The Truman Doctrine went far beyond what most people think, it was not simply some plan about aiding countries facing communist insurgencies. The doctrine did involve military aid, but also life-enhancing programs such as engineering projects, agricultural projects, health care, the full range of aid programs. It also did involve the Marshall Plan, but the most important long-range part of the plan was the doctrine of Containment.
This did not involve only aiding countries against invasion (such as the Greek-Albanian War and the Korean War), insurgencies (a myriad of wars from the Malaysia Insurgency on) and situations involving both (such as Vietnam and the Soviet-Afghan War). The long term plan was to keep the wars as small and contained as possible, which was most difficult in Vietnam, and to gradually economically wear down the USSR. Essentially, from 1947 through the 1980s the "World Revolution" proceeded at a pace and a cost which drove the Soviet economy into a state of disaster. The Afghan war was the final nail in the coffin, so to speak.
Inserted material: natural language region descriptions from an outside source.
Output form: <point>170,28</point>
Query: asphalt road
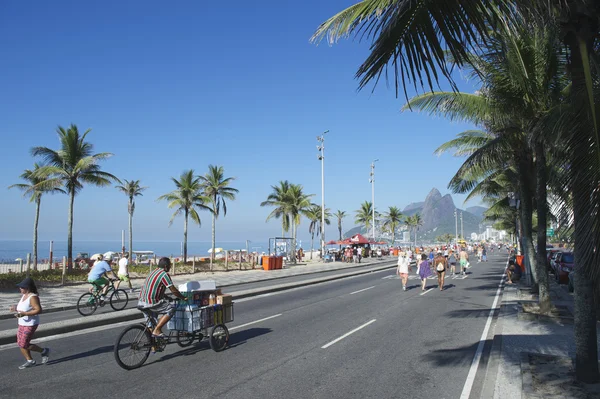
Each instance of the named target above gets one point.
<point>49,317</point>
<point>410,346</point>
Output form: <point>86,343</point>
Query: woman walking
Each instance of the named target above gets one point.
<point>28,310</point>
<point>402,269</point>
<point>424,271</point>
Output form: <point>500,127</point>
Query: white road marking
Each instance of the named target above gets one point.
<point>254,322</point>
<point>347,334</point>
<point>364,289</point>
<point>466,392</point>
<point>74,333</point>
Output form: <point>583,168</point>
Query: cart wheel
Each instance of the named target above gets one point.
<point>219,336</point>
<point>184,338</point>
<point>133,347</point>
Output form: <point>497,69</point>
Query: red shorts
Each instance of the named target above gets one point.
<point>24,335</point>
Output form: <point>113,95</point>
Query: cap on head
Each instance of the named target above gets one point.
<point>164,262</point>
<point>27,283</point>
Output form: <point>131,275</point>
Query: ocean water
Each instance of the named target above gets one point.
<point>11,250</point>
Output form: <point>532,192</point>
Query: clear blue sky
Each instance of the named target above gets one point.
<point>169,86</point>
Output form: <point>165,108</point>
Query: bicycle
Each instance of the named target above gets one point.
<point>134,343</point>
<point>89,302</point>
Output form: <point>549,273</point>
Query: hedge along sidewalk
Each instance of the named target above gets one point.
<point>65,298</point>
<point>81,323</point>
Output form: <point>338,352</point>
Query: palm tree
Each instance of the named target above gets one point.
<point>132,189</point>
<point>340,215</point>
<point>364,215</point>
<point>414,36</point>
<point>72,166</point>
<point>314,215</point>
<point>296,204</point>
<point>392,219</point>
<point>277,199</point>
<point>216,188</point>
<point>33,187</point>
<point>187,199</point>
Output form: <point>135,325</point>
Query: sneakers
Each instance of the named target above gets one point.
<point>45,354</point>
<point>27,364</point>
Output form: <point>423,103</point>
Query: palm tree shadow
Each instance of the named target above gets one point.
<point>93,352</point>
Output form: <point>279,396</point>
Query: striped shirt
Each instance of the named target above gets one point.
<point>154,286</point>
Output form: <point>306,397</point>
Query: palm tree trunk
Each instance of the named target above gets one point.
<point>70,230</point>
<point>524,167</point>
<point>293,240</point>
<point>212,254</point>
<point>312,240</point>
<point>185,236</point>
<point>35,223</point>
<point>542,205</point>
<point>131,230</point>
<point>586,345</point>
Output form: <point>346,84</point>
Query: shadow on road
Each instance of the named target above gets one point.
<point>93,352</point>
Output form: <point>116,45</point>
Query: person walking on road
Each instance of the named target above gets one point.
<point>441,263</point>
<point>123,272</point>
<point>463,261</point>
<point>28,310</point>
<point>402,269</point>
<point>424,271</point>
<point>452,262</point>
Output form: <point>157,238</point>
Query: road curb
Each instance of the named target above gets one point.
<point>81,323</point>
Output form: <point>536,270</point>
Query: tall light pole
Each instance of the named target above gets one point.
<point>321,156</point>
<point>456,223</point>
<point>372,181</point>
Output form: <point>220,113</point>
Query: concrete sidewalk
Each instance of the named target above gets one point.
<point>522,335</point>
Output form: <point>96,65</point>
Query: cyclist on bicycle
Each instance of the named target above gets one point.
<point>152,294</point>
<point>95,277</point>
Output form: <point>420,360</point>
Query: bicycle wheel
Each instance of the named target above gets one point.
<point>185,338</point>
<point>219,336</point>
<point>133,346</point>
<point>118,299</point>
<point>87,304</point>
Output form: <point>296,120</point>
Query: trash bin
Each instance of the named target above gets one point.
<point>266,261</point>
<point>521,262</point>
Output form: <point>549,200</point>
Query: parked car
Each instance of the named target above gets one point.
<point>562,265</point>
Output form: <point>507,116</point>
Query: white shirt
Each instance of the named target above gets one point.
<point>123,263</point>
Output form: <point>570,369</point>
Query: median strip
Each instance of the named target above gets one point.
<point>347,334</point>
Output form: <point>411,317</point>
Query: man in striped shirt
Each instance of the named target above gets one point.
<point>152,294</point>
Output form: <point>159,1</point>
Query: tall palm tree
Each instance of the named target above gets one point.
<point>414,36</point>
<point>277,200</point>
<point>392,219</point>
<point>296,204</point>
<point>132,189</point>
<point>364,215</point>
<point>340,215</point>
<point>314,215</point>
<point>72,166</point>
<point>33,187</point>
<point>187,199</point>
<point>216,188</point>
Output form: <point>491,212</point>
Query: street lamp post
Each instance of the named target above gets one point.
<point>462,231</point>
<point>456,224</point>
<point>321,156</point>
<point>372,181</point>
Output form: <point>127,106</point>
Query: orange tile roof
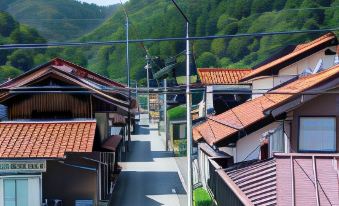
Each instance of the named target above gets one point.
<point>212,76</point>
<point>45,139</point>
<point>301,48</point>
<point>222,126</point>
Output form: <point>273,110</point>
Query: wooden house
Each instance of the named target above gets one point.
<point>65,129</point>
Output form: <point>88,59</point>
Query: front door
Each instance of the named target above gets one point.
<point>20,191</point>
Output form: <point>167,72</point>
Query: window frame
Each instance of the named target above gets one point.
<point>299,133</point>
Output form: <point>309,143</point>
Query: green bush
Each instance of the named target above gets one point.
<point>201,197</point>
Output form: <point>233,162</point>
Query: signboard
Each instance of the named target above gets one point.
<point>22,166</point>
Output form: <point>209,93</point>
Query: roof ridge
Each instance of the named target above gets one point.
<point>329,37</point>
<point>49,122</point>
<point>226,69</point>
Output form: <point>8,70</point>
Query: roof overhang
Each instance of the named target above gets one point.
<point>297,101</point>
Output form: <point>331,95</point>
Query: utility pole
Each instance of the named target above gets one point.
<point>148,67</point>
<point>165,113</point>
<point>136,96</point>
<point>128,83</point>
<point>188,112</point>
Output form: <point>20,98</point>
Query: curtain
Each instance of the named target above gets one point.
<point>317,134</point>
By the mid-70s the probability of war between the US and USSR was really low, and the proxy wars seemed to be going fairly well for the Soviets. It was a trap, basically. In the '80s the process in Central America was to adjust our aid to just above what the communists could deal with, prompting them to pour in more men, material and materiel to top that, then we would add a little more, all the time using our economic might, international credit and diplomacy to keep a lid on the possible size of the wars. Same in Africa, etc. With the increase in costs, the Russian economy began to falter. The French destroyed unknown millions of dollars worth of tanks and aircraft Libya still owed the Soviets for, as an example. The Israeli invasion of Lebanon seized enough Soviet weapons to arm several divisions, hundreds of thousands of soldiers, an indication that the USSR was stockpiling weapons in the Middle East in the hopes of an eventual invasion; the PLO could never raise a fraction of the troops to use them. The Syrian Army, which had invaded Lebanon earlier and held the eastern part of the country, had so many Soviet "advisers" that some front-line units were 10% Russian. If you have a fifty-thousand dollar missile and use it to kill a million dollar tank, you're winning. If you convince your enemy to use billions of dollars for weapons easily destroyed in the hands of third parties, or never even used, that's even better.
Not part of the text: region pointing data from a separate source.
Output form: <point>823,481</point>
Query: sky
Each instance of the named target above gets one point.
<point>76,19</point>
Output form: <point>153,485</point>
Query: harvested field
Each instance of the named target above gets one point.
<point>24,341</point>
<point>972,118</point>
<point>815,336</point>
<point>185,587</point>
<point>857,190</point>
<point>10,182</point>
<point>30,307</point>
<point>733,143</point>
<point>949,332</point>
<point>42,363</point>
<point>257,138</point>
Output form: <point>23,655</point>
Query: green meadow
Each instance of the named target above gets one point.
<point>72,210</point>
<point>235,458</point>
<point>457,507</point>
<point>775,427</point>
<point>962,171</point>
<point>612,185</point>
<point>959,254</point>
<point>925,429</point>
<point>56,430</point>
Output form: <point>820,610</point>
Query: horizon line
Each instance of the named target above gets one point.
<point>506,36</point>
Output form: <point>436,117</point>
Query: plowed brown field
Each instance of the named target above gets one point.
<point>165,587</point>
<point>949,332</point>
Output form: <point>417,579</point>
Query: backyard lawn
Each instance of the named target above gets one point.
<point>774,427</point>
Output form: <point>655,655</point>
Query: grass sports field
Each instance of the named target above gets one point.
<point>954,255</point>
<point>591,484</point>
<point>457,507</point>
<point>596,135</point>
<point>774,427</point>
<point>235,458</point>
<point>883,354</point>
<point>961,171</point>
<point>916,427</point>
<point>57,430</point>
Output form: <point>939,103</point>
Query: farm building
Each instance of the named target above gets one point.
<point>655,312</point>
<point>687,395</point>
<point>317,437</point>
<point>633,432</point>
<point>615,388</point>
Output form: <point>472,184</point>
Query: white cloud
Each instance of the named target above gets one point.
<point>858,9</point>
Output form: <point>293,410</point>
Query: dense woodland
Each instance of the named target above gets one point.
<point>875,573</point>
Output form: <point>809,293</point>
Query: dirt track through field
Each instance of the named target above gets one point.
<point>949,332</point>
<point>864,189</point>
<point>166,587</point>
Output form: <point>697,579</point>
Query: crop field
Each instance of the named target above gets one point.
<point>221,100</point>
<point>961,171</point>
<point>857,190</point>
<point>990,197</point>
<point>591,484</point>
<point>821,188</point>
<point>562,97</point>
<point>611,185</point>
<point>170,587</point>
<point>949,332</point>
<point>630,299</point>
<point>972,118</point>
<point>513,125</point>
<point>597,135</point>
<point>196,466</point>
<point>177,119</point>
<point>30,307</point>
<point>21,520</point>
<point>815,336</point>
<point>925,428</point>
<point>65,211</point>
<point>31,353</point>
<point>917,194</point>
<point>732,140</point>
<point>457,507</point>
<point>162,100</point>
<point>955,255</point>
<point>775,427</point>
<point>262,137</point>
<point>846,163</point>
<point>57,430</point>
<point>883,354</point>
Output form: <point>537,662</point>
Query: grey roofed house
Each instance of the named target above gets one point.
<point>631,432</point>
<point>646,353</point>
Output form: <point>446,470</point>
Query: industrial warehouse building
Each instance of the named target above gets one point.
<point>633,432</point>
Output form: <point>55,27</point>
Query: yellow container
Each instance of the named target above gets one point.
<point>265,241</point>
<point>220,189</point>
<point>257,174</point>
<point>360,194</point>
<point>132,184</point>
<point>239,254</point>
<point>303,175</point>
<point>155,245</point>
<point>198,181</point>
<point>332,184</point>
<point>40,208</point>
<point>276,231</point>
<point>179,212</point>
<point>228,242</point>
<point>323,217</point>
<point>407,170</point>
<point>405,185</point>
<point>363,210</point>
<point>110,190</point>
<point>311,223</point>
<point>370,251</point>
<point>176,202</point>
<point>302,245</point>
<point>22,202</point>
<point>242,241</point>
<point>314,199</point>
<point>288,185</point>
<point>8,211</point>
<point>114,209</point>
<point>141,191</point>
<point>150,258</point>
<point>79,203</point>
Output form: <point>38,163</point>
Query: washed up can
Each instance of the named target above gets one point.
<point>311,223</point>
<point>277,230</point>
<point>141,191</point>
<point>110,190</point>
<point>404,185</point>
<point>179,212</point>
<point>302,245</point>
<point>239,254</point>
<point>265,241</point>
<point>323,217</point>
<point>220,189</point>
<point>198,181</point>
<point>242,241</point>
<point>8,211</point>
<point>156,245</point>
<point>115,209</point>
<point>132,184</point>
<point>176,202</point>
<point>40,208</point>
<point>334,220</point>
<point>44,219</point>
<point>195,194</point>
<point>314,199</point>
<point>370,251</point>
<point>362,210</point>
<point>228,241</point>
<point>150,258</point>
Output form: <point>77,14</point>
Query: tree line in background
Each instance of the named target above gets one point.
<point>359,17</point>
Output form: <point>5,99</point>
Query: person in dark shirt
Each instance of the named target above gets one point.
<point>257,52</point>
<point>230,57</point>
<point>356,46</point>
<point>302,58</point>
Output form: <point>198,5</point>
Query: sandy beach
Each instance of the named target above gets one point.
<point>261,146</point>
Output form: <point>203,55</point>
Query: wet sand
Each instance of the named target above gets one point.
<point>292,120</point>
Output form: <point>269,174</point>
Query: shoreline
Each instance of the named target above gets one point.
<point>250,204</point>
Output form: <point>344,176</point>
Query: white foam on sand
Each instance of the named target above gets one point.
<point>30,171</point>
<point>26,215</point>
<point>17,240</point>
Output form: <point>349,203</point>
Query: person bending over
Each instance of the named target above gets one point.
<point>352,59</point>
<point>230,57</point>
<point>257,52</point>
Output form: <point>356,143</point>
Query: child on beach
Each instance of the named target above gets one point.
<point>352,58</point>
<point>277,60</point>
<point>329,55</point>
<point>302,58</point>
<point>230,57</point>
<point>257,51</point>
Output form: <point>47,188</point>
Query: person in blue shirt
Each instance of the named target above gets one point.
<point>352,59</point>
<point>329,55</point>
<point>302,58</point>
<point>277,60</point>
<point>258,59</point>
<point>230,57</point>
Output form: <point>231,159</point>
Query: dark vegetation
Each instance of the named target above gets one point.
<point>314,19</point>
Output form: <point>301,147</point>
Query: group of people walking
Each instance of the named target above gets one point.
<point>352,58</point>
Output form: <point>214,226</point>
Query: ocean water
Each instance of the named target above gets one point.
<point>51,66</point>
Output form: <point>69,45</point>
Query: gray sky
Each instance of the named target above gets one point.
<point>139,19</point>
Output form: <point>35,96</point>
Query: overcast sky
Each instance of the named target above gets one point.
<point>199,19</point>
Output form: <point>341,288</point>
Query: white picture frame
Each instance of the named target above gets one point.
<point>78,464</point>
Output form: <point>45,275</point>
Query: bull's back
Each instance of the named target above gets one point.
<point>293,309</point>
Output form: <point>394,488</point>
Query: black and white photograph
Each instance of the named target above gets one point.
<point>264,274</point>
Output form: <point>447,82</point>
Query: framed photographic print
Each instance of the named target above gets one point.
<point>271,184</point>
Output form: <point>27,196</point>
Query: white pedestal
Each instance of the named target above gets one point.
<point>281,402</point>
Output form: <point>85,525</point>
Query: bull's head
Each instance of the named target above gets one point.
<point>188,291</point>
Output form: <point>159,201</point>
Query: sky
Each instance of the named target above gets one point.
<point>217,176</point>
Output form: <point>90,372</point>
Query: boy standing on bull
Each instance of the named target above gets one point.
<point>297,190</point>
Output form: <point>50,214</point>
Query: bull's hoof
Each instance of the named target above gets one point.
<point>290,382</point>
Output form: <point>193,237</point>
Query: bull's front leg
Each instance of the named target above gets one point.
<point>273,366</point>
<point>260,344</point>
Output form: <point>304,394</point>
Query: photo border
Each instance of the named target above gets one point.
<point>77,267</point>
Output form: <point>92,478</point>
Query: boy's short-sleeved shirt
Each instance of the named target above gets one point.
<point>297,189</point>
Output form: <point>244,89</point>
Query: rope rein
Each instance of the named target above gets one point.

With the war in Afghanistan, the Soviet Union reached its breaking point. With the collapse of morale in the army and faith in the government at home, combined with the economic strain of the war, the end came. By the mid-80s the USSR was doomed; two books came out at the time, one written by Richard Nixon, declaring that for all practical purposes the Cold War was over, and the Soviets had lost. The final collapse was simply a matter of the politicians realizing the truth and scrambling for whatever future they could set up for themselves and their country.
And all of this, which so many like to pretend was some magical effect of Reaganism, was accomplished by following the principles of Containment, and the Truman Doctrine.